ARCHITECTS drawing up designs for a major refurbishment of the Electric Palace have urged the community to support a fundraising campaign.

A £700,000 project is in the pipeline for the grade two star listed building in King’s Quay Street, Harwich, which hinges on a heritage lottery grant.

But the Electric Palace Trust is also striving to raise £60,000 itself towards the works.

If both bids are successful the 105-year-old building will have a renovated ceiling, new seating, new internal decoration and a refurbishment of the exterior.

Nicholas Jacob Architects, Ipswich, experts in conservation, have been tasked with planning the work.

Shaun Soanes, the architectural lead on the project, said: “This is an incredibly important building with a rich history.

“I’ve been looking after the Electric Palace for about 15 or 20 years.

“We have been part of various works to the building over the years including repairing rusted ironworks under the flooring.

“It’s very unusual to be doing something like this.

“We work on lots of wonderful buildings but the palace is particularly unique.”

A huge part of the planned work is secure the original plaster on the ceiling, which is beyond its average lifespan.

Mr Soanes added: “In terms of the building works the most significant is the ceiling, after the disaster of the Apollo theatre in London when the ceiling collapsed.

“At the Electric Palace there is no space above the ceiling - what we are doing is taking off the roof and putting a laminate to the back of it to reinforce it and make sure its held in place.

“We are also looking at improvements to the stage and seating area and lighting, making sure whatever is done is stylistically appropriate.

“The trust members are wonderful custodians of the building and its great the Standard is backing the funding campaign, they need all the help they can get.

“They have a huge following and need the community to support them.”

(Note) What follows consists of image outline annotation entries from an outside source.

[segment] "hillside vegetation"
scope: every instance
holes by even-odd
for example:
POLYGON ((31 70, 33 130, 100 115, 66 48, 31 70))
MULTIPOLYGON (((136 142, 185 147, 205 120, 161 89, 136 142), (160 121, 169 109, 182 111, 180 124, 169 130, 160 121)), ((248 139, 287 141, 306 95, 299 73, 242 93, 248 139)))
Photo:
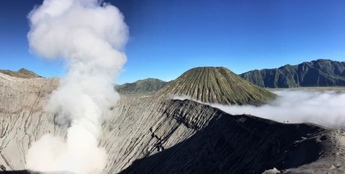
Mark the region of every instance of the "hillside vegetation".
POLYGON ((345 61, 318 59, 275 69, 255 70, 240 76, 264 88, 345 86, 345 61))
POLYGON ((190 69, 158 92, 222 104, 264 104, 275 95, 243 79, 224 67, 190 69))

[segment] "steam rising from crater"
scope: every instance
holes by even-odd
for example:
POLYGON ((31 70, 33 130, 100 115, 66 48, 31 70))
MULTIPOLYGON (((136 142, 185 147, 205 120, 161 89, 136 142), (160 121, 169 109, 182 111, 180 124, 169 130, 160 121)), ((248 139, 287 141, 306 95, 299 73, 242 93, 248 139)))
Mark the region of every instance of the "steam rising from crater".
POLYGON ((30 50, 67 62, 68 73, 46 110, 70 126, 66 139, 48 134, 32 143, 27 168, 99 173, 106 161, 105 150, 98 146, 101 123, 119 99, 112 84, 126 61, 124 17, 97 0, 45 0, 28 19, 30 50))

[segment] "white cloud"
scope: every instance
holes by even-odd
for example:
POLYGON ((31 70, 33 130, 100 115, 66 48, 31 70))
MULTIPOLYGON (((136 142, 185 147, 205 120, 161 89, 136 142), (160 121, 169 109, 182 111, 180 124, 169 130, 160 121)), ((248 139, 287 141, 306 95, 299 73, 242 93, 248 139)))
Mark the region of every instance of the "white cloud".
POLYGON ((67 62, 68 72, 46 109, 70 127, 66 139, 46 135, 34 142, 27 168, 99 173, 106 162, 106 151, 98 147, 101 123, 119 97, 112 84, 126 61, 124 17, 98 0, 45 0, 28 19, 30 50, 67 62))
POLYGON ((280 122, 311 122, 329 127, 345 126, 345 91, 276 90, 277 99, 261 106, 210 104, 230 114, 250 114, 280 122))

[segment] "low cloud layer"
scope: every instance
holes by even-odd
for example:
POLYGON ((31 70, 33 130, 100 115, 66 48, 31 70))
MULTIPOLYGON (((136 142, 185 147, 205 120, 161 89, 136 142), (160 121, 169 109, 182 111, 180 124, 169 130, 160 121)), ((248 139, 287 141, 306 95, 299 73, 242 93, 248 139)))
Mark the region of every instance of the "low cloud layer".
POLYGON ((279 97, 261 106, 210 104, 230 114, 250 114, 279 122, 345 126, 345 90, 276 90, 279 97))

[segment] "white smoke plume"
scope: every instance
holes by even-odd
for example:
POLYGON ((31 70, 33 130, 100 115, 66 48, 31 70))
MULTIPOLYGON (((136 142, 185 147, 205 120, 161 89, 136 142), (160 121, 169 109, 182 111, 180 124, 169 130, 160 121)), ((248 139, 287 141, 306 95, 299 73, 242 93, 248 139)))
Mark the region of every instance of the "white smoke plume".
POLYGON ((250 114, 279 122, 310 122, 328 127, 345 127, 345 91, 275 90, 279 97, 261 106, 210 104, 230 114, 250 114))
POLYGON ((68 73, 46 110, 69 128, 66 137, 45 135, 32 143, 27 168, 99 173, 106 162, 106 151, 98 146, 101 124, 119 97, 113 84, 126 61, 124 17, 99 0, 44 0, 28 19, 30 50, 67 63, 68 73))

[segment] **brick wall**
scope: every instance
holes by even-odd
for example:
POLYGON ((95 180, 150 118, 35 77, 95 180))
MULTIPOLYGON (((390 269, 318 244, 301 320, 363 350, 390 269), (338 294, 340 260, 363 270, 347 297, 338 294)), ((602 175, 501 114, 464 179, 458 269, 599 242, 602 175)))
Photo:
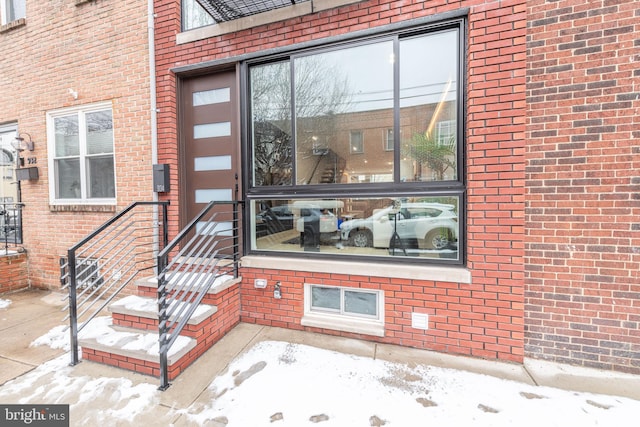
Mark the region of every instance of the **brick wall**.
POLYGON ((640 373, 640 3, 527 5, 526 355, 640 373))
MULTIPOLYGON (((469 8, 467 67, 467 267, 471 284, 414 282, 244 271, 243 320, 300 328, 302 283, 313 279, 384 289, 385 342, 487 358, 521 361, 524 353, 525 13, 522 1, 364 1, 233 34, 176 45, 179 2, 156 1, 159 155, 172 167, 171 209, 178 216, 176 66, 259 52, 352 33, 403 20, 469 8), (285 298, 261 301, 246 279, 278 277, 285 298), (264 303, 264 306, 261 304, 264 303), (408 331, 411 310, 434 320, 425 333, 408 331), (257 314, 252 314, 257 313, 257 314)), ((177 224, 174 221, 174 226, 177 224)), ((172 232, 175 232, 175 228, 172 232)), ((328 332, 328 331, 325 331, 328 332)))
POLYGON ((151 200, 151 128, 146 2, 27 3, 26 24, 0 33, 5 102, 0 123, 35 141, 38 181, 22 182, 24 247, 32 286, 59 286, 59 257, 135 200, 151 200), (78 93, 74 100, 69 89, 78 93), (54 212, 49 206, 46 113, 111 101, 117 208, 54 212))
POLYGON ((29 287, 27 254, 0 254, 0 294, 29 287))

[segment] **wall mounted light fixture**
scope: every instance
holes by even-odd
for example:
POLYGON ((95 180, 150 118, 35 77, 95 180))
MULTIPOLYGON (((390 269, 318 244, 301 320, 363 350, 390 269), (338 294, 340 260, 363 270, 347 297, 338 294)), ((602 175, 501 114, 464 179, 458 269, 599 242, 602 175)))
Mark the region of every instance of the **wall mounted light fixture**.
POLYGON ((19 133, 18 136, 16 136, 16 138, 13 140, 11 145, 13 146, 13 148, 15 148, 18 151, 34 150, 33 140, 31 139, 31 135, 29 135, 26 132, 19 133), (25 139, 25 136, 26 136, 26 139, 25 139))

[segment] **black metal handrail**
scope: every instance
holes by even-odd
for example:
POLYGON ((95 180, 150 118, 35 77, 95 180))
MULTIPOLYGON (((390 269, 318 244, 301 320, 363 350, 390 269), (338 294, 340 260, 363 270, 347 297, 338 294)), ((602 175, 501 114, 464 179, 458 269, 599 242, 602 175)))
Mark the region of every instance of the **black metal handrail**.
POLYGON ((22 244, 22 203, 0 204, 0 242, 5 254, 9 254, 10 246, 22 244))
POLYGON ((141 271, 156 267, 155 256, 168 241, 168 205, 166 201, 130 204, 61 259, 60 281, 63 289, 69 288, 65 310, 69 310, 72 365, 79 360, 78 332, 141 271), (79 324, 81 318, 84 321, 79 324))
POLYGON ((169 387, 168 352, 204 296, 220 278, 238 277, 241 209, 242 201, 210 202, 158 254, 161 390, 169 387))

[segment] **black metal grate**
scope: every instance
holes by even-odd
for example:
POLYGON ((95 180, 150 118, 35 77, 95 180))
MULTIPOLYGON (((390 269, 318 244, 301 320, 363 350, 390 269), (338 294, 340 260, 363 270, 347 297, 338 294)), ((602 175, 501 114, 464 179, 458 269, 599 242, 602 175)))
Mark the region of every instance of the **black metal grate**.
POLYGON ((232 21, 310 0, 196 0, 216 23, 232 21))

The palace, one of the first purpose-built cinemas in the country, opened in November 1911 and was the brainchild of Charles Thurston, a travelling showman.

The Electric Palace enjoyed success throughout the 1920s and 1930s, but the post-war world, the floods of 1953 and the evolution of television saw the demise of the cinema.

In 1956, it closed and soon fell into disrepair, becoming derelict until 1972, when it was rediscovered in a town study by Gordon Miller and the students of Kingston Polytechnic.

At the time, the council had planned to demolish all the buildings in the area and build a lorry park instead.

Detailed survey drawings and original pictures from Mr Miller show the cinema in a neglected state, with cracked facades, peeling paint and gaping holes in the roof.

In 1975 the Electric Palace Trust was formed to restore the cinema and it reopened in 1981.

The new work will be the first time the palace has been redecorated since.

If funding is approved work can begin in spring next year.

To donate to the appeal for funds, use sort code 40-19-43 and account number 81379224 and reference HEPT Roof Appeal.

The next fundraising event for the appeal will be on June 4 with a screening of A Quiet Passion, the life story of American poet Emily Dickenson, followed by a question and answer session with writer and director Terance Davies.